Am I doing this correctly? Given \begin{align} f(x) = \frac{x^n}{1+x^n} - kf(x-1) \end{align} , then evaluating its the derivative \begin{align} \frac{df}{dx}=\frac{nx^{n-1}}{(1+x^n)^2}-k\frac{df}{dx}(x-1). \end{align} Let $t=x-1$ so $x=t+1$ and $dx=dt$. Thus, \begin{align} \frac{df}{dt} &= \frac{n(t+1)^{n-1}}{(1+(t+1)^n)^2} - k\frac{df}{dt}\\ \Leftrightarrow (k+1)\frac{df}{dt} &= \frac{n(t+1)^{n-1}}{(1+(t+1)^n)^2}\\ \Leftrightarrow \frac{df}{dt} &= \biggl(\frac{n}{k+1}\biggr)\frac{(t+1)^{n-1}}{(1+(t+1)^n)^2} \\ \Leftrightarrow \frac{df}{dt} &= \biggl(\frac{n}{k+1}\biggr)\frac{(x)^{n-1}}{(1+(x)^n)^2}\\ &= \biggl(\frac{1}{k+1}\biggr)\frac{nx^{n-1}}{(1+x^n)^2}\\ \Leftrightarrow f(x) &= \biggl(\frac{1}{k+1}\biggr)\frac{x^n}{1+x^n} \end{align}
EDIT As pointed out in the comments. My solution is incorrect. Can anyone please help me solve this?

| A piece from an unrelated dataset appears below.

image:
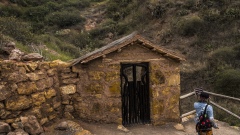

Formally a solution is given by $$ f_0(x) = \sum_{j = 0}^\infty (-k)^j\frac{(x-j)^n}{1+(x-j)^n} $$ One can expect convergence if $|k| < 1$. Mathematica can evaluate this for certain choices of $k$ and $n$. For example, if $k = 1/2, \, n = 2$, then $$ f_0(x) = \frac{1}{6} \left(4+3 i \left(-\frac{1}{2}\right)^{x-i} \left(\left(-\frac{1}{2}\right)^{2 i} B_{-\frac{1}{2}}(-x-i,0)-B_{-\frac{1}{2}}(i-x,0)\right)\right) $$ where $B$ is the Beta function. For $n = 1$, we obtain $$ f_0(x) = \left(-k\right){}^{x+1} B_{-k}(-x,-1)-x \Phi \left(-k,1,-x-1\right) $$ where $\Phi$ is the Lerch transcendent. In other cases, the answer may be expressed in terms of hypergeometric functions.